Simpel buisje om bacteriën op de huid te onderzoeken

Bacteriën en schimmels horen bij de huid, maar huidcellen kunnen doodgaan als er in het laboratorium bacteriën en schimmels kweekhuid binnendringen. Onderzoekers hebben nu een manier gevonden om op een relatief groot oppervlak kweekhuid microbioom aan te brengen zónder dat die huid kapot gaat.

Een goedkoop en eenvoudig glazen cilindertje bleek de oplossing, laten onderzoekers van het Nijmeegse Radboudumc zien in een studie die zij onlangs publiceerden in het wetenschappelijk tijdschrift Microbiome.

De onderzoekers zetten een cilinder in het midden op de kweekhuid, een paar millimeter van de rand van de huid in het kweekbakje. De bacteriën en schimmels die hiermee aanbrachten, bleven binnenin de cilinder, die aan de boven- en onderkant open was. Ze konden niet bij de randen van de kweekhuid komen, daar waar de barrière van de huid ‘lek’ is. Zo werd voorkomen dat micro-organismen vanaf die rand de huid binnendrongen, de huidcellen onder de hoornlaag doodden, en de kweekhuid onbruikbaar maakten voor onderzoek.

Veel geld

Bacteriën en schimmels beschermen de huid, maar als de samenstelling van het microbioom uit balans raakt, kan de huid ziek worden. Andersom kunnen aandoeningen ook de balans van het microbioom verstoren. Het is daarom belangrijk om in het lab de wisselwerking tussen micro-organismen en de huid te onderzoeken. Zo kunnen wetenschappers meer te weten komen over aandoeningen als eczeem en acne en kunnen ze behandelingen beter testen.

De nieuwe Nijmeegse methode kan in de toekomst ook proefdieronderzoek terugdringen, bijvoorbeeld om allergische reacties op cosmetica te testen.

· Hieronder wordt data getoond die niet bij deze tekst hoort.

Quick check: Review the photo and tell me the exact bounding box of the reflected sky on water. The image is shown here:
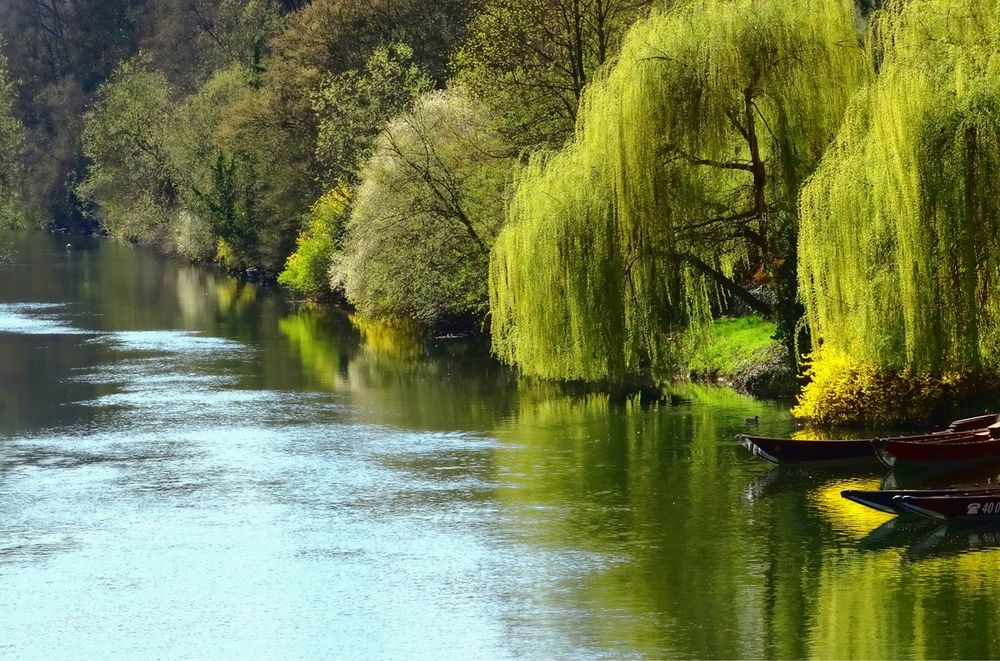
[0,235,1000,659]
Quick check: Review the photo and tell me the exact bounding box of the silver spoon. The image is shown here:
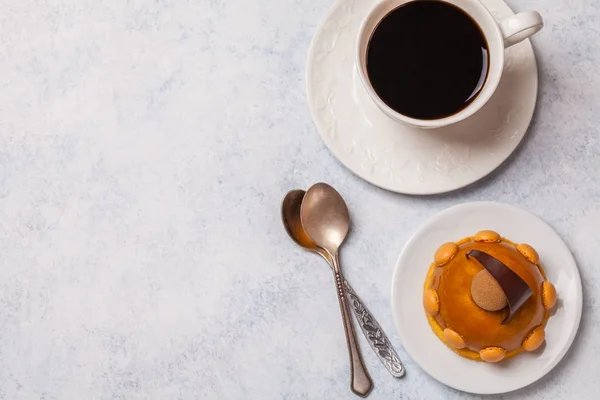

Normaal gesproken zijn onderzoekers beducht voor micro-organismen in het lab. Misschien heeft het daarom ook wel zo lang geduurd voordat een promovendus met deze simpele oplossing kwam, zegt hoofdonderzoeker Dermatologie Ellen van den Boogaard. „Iedereen die met cellen en weefsel in het laboratorium werkt, is gewend om supersteriel te werken, met antibiotica in het kweekmedium en alcoholspray om alles te desinfecteren. Wanneer je bacteriën in het lab gebruikt, is dat ook een besmettingsrisico voor andere experimenten in het lab.”

Onderzoekers brengen wel gecontroleerd micro-organismen aan op de huid. „Maar dan pipetteren we een klein drupje midden op de huid zodat het niet bij de rand komt”, zegt Van den Boogaard. „Dat kleine oppervlak van circa één millimeter maakt dat je veel materiaal, veel proeven, veel tijd én dus veel geld nodig hebt. Als je een cilinder met een diameter van zes millimeter hebt, kun je op één stukje huid meer analyses doen.” Groot voordeel is dat er geen nieuwe dure apparatuur voor nodig is. „Elk lab heeft deze cilinders liggen.”

Dijkje

Waarom zo’n cilinder dan niet eerder uit de kast gehaald? Onderzoekers denken vaak te moeilijk, zegt Van den Boogaard. „We waren heel lang gefocust op het afsluiten en afplakken van de randen, en vergaten dat je ook een dijkje kunt neerzetten.”

Zo eenvoudig als het nu lijkt, alsof alleen even een cilinder op de kweekhuid moest worden gezet, was het overigens niet. „Toen we het microbioom van patiënten gingen gebruiken in plaats van bacteriestammen uit het lab, kregen we toch infecties. We hebben ook andere omstandigheden, zoals temperatuur en luchtvochtigheid, moeten aanpassen om de nieuwe methode te laten slagen.”